March 9, 20215 yr I have an issue, that I think fit's perfectly into this topig: My parity drive just got disabled within unraid becrause of errors. Only thing is, I do not know what kind of error's and I am in a little bit of a helpless situation here
March 9, 20215 yr Community Expert 28 minutes ago, deltaexray said: Only thing is, I do not know what kind of error's and I am in a little bit of a helpless situation here Please post the diagnostics: Tools -> Diagnostics
March 9, 20215 yr As a quick info on top: I did the update to Unraid 6.9.0 this morning, everything worked as before, no issues there no nothing. I kept watching a bunch of series thru plex over the curse of the day, no issues there too. When I wanted to copy a picture to the server and then delete it, it told me that the "medium" was read/right-protected, which was the first thing that was unsual. So I went into the WebGUI and there was a big, red error message regarding the parity disk, which is now diabled. I, and that was a mistake, rebooted the system shortly after that cause I thought it would help - It did not. It said something like: Sector issue, cannot read something. Wouldn't surprise me if the drive is dead but I hope not Fun Fact: the Parity disk will also not spin down if the array spins down So now I'm stuck with an unprotected array and a disabled parity disk.

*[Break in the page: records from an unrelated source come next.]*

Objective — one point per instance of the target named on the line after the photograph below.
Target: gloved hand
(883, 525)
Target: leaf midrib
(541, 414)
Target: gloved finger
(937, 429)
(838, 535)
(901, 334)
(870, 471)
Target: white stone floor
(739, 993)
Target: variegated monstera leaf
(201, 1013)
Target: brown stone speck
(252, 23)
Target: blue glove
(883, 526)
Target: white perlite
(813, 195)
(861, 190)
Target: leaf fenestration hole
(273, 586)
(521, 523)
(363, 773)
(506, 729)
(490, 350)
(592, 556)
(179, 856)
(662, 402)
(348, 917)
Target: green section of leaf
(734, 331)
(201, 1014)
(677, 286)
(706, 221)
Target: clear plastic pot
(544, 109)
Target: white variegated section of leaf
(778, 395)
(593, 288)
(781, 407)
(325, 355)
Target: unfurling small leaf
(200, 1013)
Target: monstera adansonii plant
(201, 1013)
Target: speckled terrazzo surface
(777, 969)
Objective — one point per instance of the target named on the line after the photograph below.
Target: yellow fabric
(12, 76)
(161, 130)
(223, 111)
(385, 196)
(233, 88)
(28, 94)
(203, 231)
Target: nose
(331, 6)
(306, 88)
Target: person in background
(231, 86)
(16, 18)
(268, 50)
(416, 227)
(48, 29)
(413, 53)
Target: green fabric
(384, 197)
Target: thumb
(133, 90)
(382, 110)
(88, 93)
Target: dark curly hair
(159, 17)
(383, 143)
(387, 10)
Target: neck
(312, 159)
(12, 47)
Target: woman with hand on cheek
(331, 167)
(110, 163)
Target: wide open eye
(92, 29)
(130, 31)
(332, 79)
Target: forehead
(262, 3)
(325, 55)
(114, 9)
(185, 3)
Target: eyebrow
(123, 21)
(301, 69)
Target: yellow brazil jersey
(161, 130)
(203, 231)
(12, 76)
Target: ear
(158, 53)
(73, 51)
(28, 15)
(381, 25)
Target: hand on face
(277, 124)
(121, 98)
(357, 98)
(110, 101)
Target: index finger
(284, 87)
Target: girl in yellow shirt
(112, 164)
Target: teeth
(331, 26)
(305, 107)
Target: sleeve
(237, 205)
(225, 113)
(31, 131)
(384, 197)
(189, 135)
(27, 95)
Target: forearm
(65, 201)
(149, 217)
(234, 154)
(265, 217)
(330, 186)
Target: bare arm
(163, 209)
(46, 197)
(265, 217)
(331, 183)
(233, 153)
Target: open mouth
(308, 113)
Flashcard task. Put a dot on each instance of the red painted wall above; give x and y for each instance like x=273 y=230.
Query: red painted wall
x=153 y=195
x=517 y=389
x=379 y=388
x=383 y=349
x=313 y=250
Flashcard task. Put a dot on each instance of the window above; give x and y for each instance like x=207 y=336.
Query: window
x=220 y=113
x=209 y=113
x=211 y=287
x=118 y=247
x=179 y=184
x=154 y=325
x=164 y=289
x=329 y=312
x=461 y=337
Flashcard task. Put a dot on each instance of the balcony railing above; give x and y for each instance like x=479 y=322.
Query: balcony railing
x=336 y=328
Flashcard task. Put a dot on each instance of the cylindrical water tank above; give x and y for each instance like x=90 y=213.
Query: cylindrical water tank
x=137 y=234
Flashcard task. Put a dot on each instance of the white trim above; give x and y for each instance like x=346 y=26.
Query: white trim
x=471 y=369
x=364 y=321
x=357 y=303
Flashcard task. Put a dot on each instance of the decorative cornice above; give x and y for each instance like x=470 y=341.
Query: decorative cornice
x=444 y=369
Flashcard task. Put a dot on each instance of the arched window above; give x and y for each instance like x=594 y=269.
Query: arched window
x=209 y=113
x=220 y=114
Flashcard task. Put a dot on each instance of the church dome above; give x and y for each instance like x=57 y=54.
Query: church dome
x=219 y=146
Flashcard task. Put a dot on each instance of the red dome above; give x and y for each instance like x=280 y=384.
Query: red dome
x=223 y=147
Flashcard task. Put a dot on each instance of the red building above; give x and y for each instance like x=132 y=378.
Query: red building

Anyway, Diagnostics are attached server-diagnostics-20210309-1955.zip Edited March 9, 20215 yr by deltaexray Forgot something
March 9, 20215 yr Community Expert 11 minutes ago, deltaexray said: Anyway, Diagnostics are attached There are some known issues with v6.9 and the ST8000VN004 when connected to an LSI, if it's an option you can connect them to the onboard SATA ports, otherwise best to go back to v6.8 for now.
March 9, 20215 yr Why I am not even suprised. Nope, the onboards don't work, that is why there is an HBA How do I go back to 6.8?
March 9, 20215 yr Community Expert 1 minute ago, deltaexray said: How do I go back to 6.8? If you used the GUI to upgrade there's an option to go back.
Archived
This topic is now archived and is closed to further replies.